Dá-se, no setor real, o comportamento de manada tão característico do setor financeiro. Como o mercado é gigantesco, quando uma iniciativa empresarial é bem-sucedida, multiplicam-se as empresas que entram nela. Os que entram mais tarde, fazem-no frequentemente sem economicidade. Mas entram assim mesmo. A concorrência pesada e sem critério passa a operar em desfavorecimento de todos. Os mais fracos começam a quebrar. Em seguida, dá-se um esforço de consolidação. Sobrevivem os melhores, não necessariamente os maiores.
Há dias, um banqueiro em Xangai me deu explicações filosóficas para essa realidade. O mundo econômico, chinês, disse-me ele, funciona de acordo com a lógica de Lao Tzu, mestre do taoísmo, segundo o qual tudo no universo está permanentemente sujeito às variações da natureza. As coisas devem acontecer livremente, sem análises profundas. O próprio Lao Tzu nem mesmo escreveu suas ideias para que elas não se transformassem em dogmas.
Em outras palavras, é melhor deixar o empreendedorismo livre, para acertar e para errar. O cenário sempre se acomodará por si só.
Meu interlocutor mencionou que, dada a permanente tendência das empresas a fazer o que outras fazem _ainda que incorrendo em erro_, as instituições financeiras confiam pouco nos números que lhes são trazidos pelos clientes. O seu banco, complementou, busca sempre avaliar a qualidade pessoal dos empresários que o procuram, sua capacidade de sobrevivência quando algo começa a funcionar mal. Suas agências mandam relatórios à matriz descrevendo as características de personalidade dos dirigentes das empresas. Os banqueiros aproximam-se dos dirigentes para conhecer os seus hábitos e relatam naturalmente o que acham, sem qualquer medo de estar violando a privacidade individual. Uma prática ao extremo da norma “conheça o seu cliente”, que é hoje obrigatória nos bancos do mundo inteiro, para levar os gerentes de agências a identificar operações que denotem lavagem de dinheiro.

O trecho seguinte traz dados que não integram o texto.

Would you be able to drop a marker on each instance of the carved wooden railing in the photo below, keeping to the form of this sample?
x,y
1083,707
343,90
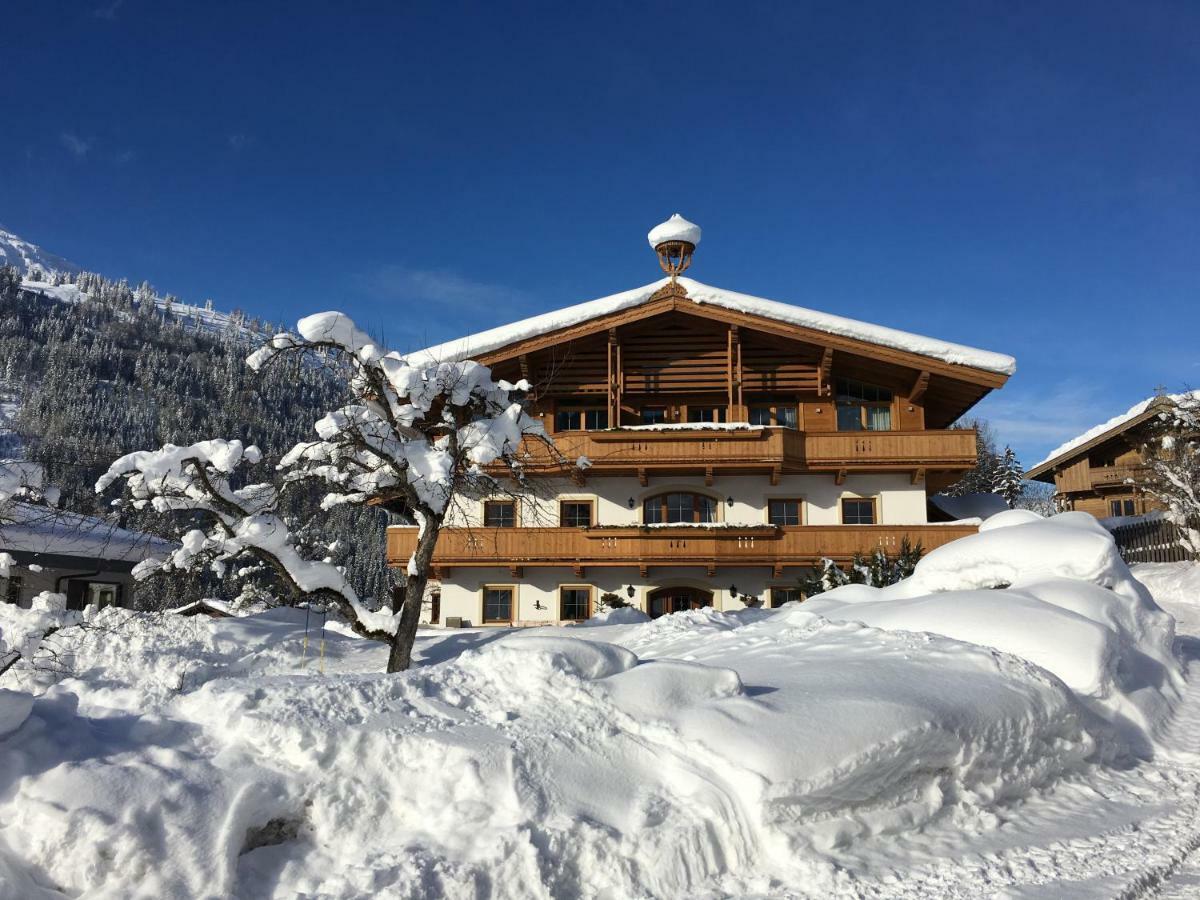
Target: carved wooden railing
x,y
624,451
750,545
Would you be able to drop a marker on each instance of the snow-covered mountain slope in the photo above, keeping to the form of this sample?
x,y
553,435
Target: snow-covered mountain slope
x,y
27,257
61,280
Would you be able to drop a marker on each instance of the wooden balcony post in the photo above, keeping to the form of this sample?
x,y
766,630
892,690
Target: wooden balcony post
x,y
615,379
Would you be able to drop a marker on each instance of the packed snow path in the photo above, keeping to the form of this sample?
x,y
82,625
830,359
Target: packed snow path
x,y
793,753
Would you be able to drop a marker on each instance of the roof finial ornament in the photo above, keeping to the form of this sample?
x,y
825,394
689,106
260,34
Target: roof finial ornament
x,y
675,241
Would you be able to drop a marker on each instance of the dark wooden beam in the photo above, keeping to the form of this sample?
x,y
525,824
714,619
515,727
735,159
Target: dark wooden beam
x,y
918,387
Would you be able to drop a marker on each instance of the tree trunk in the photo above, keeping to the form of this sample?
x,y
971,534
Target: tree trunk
x,y
401,655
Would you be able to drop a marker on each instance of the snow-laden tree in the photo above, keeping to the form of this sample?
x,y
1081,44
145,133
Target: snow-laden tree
x,y
411,437
1008,479
1171,455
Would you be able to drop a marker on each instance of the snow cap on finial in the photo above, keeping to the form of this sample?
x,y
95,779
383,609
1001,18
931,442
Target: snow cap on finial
x,y
675,241
677,228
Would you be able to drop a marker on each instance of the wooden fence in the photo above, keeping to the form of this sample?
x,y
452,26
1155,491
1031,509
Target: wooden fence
x,y
1153,541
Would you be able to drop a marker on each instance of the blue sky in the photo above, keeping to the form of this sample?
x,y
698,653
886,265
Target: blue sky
x,y
1017,177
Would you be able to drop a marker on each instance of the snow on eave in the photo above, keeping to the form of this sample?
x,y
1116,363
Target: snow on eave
x,y
538,325
1099,433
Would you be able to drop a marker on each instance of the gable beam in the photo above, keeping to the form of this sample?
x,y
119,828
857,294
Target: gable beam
x,y
748,321
825,373
918,388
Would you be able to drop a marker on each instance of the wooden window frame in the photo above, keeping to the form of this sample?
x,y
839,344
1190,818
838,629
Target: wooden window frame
x,y
12,587
664,495
720,412
493,503
1123,501
583,413
863,406
799,509
875,509
513,605
666,414
773,588
589,588
773,408
592,511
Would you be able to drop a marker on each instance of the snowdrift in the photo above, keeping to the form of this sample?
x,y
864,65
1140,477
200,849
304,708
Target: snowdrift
x,y
703,751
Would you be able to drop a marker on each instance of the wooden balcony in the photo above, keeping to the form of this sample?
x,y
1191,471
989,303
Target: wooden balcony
x,y
757,450
1116,475
660,546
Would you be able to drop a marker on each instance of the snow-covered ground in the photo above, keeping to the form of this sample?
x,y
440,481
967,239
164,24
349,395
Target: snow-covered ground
x,y
1011,721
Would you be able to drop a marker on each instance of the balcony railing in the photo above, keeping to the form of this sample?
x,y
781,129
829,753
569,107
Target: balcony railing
x,y
676,451
1111,475
658,546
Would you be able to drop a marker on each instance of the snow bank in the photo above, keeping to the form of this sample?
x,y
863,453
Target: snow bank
x,y
677,228
1114,423
697,293
1054,592
624,757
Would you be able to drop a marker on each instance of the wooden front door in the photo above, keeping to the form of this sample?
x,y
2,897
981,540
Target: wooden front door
x,y
667,600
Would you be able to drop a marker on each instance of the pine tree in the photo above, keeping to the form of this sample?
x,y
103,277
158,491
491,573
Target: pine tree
x,y
1008,479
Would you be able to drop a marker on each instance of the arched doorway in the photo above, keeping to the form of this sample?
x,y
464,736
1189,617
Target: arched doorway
x,y
666,600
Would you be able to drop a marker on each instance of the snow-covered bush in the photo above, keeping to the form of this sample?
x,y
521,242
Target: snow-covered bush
x,y
408,437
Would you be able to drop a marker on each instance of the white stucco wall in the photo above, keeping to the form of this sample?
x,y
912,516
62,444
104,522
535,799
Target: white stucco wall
x,y
900,502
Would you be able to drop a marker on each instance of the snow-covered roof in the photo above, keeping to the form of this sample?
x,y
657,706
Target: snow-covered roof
x,y
39,529
970,505
1113,424
537,325
677,228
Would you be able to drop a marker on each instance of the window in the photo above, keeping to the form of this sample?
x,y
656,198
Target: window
x,y
1121,508
574,603
781,415
499,514
102,594
678,508
581,419
863,407
706,414
10,589
856,511
575,514
785,595
497,605
654,415
784,513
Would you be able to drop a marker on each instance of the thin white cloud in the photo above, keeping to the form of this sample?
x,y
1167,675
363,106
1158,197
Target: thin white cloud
x,y
442,287
77,145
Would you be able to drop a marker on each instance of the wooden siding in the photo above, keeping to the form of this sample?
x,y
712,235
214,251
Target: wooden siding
x,y
803,545
757,450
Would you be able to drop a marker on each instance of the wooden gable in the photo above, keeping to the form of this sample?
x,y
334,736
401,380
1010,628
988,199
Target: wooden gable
x,y
671,346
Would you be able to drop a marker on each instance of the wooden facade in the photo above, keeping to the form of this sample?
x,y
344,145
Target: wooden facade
x,y
1104,474
749,413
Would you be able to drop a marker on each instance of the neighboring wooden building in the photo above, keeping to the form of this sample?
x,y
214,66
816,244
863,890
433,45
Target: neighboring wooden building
x,y
732,442
1099,471
88,559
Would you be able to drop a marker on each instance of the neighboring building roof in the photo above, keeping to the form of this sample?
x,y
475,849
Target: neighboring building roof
x,y
970,505
40,529
701,294
1137,414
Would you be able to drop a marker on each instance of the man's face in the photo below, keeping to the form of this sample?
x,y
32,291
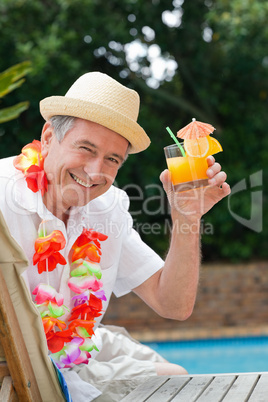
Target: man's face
x,y
83,166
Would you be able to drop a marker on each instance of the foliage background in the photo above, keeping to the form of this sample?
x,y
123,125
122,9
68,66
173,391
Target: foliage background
x,y
219,49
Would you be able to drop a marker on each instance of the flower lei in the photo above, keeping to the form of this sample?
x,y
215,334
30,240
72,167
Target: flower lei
x,y
72,345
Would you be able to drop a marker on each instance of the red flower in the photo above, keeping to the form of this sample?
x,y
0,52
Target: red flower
x,y
49,323
89,235
30,155
91,251
31,163
78,327
56,340
47,251
36,179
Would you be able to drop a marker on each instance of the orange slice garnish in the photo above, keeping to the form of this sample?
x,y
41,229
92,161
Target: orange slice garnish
x,y
197,148
202,147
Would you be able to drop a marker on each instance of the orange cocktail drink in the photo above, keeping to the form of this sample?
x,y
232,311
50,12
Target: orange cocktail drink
x,y
187,172
187,161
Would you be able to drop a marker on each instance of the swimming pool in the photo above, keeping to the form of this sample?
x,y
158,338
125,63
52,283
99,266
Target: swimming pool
x,y
231,355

Digressões à parte e descontados os exageros, há sempre o que observar no comportamento empresarial coletivo.
A propósito, o jornal “China Daily” de 9 de agosto noticiou o resultado de um estudo da Ernest & Young segundo o qual 32% dos empresários chineses acreditam que, nos próximos três anos, as melhores oportunidades de investimento fora da China estarão na Europa. Em seguida, viriam o Oriente Médio e o norte da África, com 29% das preferências, e os Estados Unidos, com 22%.
Há dois ou três anos, quem encontrasse um empresário chinês disposto a investir no exterior ouviria certamente uma profissão de fé nas oportunidades dos Brics. Agora, os Brics estão em baixa, e a Europa, em alta. Segundo a Ernest and Young, investimentos externos em energia e recursos naturais deixaram de representar o alvo dos que procuram oportunidades. Tecnologia, agricultura e propriedade são as escolhas do momento.
Os empresários avaliam que, com o PIB crescendo a taxas mais baixas, as necessidades de alguns recursos primários serão menores. Daí o desinteresse momentâneo relativo pelos Brics.
Ao lado disso, os que numa primeira instância procuraram os Brics e outros países de renda média começaram a entender as dificuldades. Em países como o Brasil e a Argentina, as oportunidades em agricultura se escassearam com as limitações à compra de terras. E as oportunidades em mineração são inviáveis quando as empresas não controlam a logística.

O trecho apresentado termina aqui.